Letter to the Editor: The Chobani Café and Colgate
Dear Reader,
I have just finished a “regular”-sized sandwich from the Chobani café in the library. This was my maiden voyage down to the new Hieber, though I have walked past it many times and noted that it has been expanded and remade. I also read in the August 29 Maroon-News about the new café and I knew that as I was walking down from Lathrop that I was walking into SoHo, NYC, where there exists the first and only other Chobani café in the world —the prototype of our new library cafe. If you have not yet been to “SoHo on our hill” (SOOH), you might not want to go with a budget or an appetite. I mean this is not your average college fare, reader. All three of the sandwiches at the café come in two sizes, regular and large. I am not generally a “large” eater, so I cannot agree with these descriptions (though I suppose it does feel good to not be regular). I found this description misleading. The very pleasant woman who took my order accurately described for me the width of the bagel, but certainly not its depth. It is more like a bagel thin.

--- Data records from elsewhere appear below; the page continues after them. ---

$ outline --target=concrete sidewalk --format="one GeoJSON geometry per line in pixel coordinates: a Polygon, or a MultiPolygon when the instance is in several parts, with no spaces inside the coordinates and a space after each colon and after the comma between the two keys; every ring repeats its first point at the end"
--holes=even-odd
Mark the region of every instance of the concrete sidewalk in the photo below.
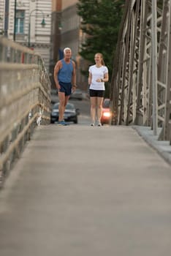
{"type": "Polygon", "coordinates": [[[0,192],[1,256],[171,252],[171,167],[129,127],[41,127],[0,192]]]}

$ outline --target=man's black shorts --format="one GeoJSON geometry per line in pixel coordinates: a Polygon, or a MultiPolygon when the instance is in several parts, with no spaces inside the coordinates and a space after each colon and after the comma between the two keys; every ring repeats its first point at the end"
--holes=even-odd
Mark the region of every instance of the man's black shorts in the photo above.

Still I decided on the regular because, come on, why would I spend 10 dollars plus tax on a sandwich?
The sandwich was very tasty, but I did not think to time how long it took for me to make it disappear. Reader, it felt like a tease. A very short jaunt of the pleasurable kind. And consider the receipt—7.51 dollars and the aftertaste of satisfaction denied.
I should note that I read the menu carefully before I ordered. I considered many different configurations that would satisfy my hunger and not offend my pocket. I could have a small soup (and I could see the tiny cups) for 6 dollars plus, or a smoothie for 8 dollars plus, a small cup of coffee for 3 dollars!

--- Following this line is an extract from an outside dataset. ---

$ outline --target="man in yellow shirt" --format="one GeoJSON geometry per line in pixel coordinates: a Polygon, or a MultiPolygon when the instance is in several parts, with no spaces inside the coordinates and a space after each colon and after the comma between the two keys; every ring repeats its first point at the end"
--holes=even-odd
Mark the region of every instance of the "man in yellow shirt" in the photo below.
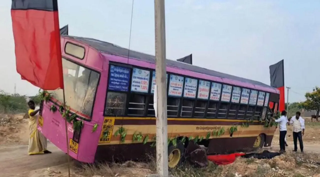
{"type": "Polygon", "coordinates": [[[30,137],[29,140],[28,153],[29,155],[48,154],[51,152],[46,149],[47,139],[38,130],[38,116],[40,109],[36,110],[35,102],[30,100],[28,102],[30,109],[29,114],[29,130],[30,137]]]}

I understand that students with meal plans can “swipe” at SOOH, though only once a mealtime. Though I do wonder, even with the limitations at SOOH, how the cost is absorbed. A meal consisting of a sandwich and a smoothie could easily total 17 dollars. Are meal plans more expensive because of SOOH? Have the options at the other eating venues suffered? For the students not on meal plans, I imagine that there are some who can afford to eat at SOOH, but the rest had better find their place elsewhere—some less pricey place in the City, a street or two left in Brooklyn and some parts of the Bronx. Surely the atmosphere and the pricelist at SOOH assures easy segregation along class lines for students and for faculty and staff.
I’m guessing that SOOH will see fewer faculty and staff than Hieber did. Unfortunately, there is no longer a nice place for the campus community at large to have a cup of something and a sweet or savory accompaniment at a reasonable price. My colleagues in the library must wonder at what the makers of SOOH think of them—expanding into their space to erect a place for this overpriced yogurt dynasty.
And woe to the lactose intolerant!
I know Chobani to be a very successful local company with excellent products. I buy them all the time—in the supermarket. But what we have invited onto our campus is not the local Chobani, it is rather the Chobani in its expensive city clothes. Surely this intrigues some, but to others it reads as unnecessarily exclusive and out of place.
Reader, who makes these decisions and how are they made? Is the only way to have good food on campus to bring New York City and its prices to us?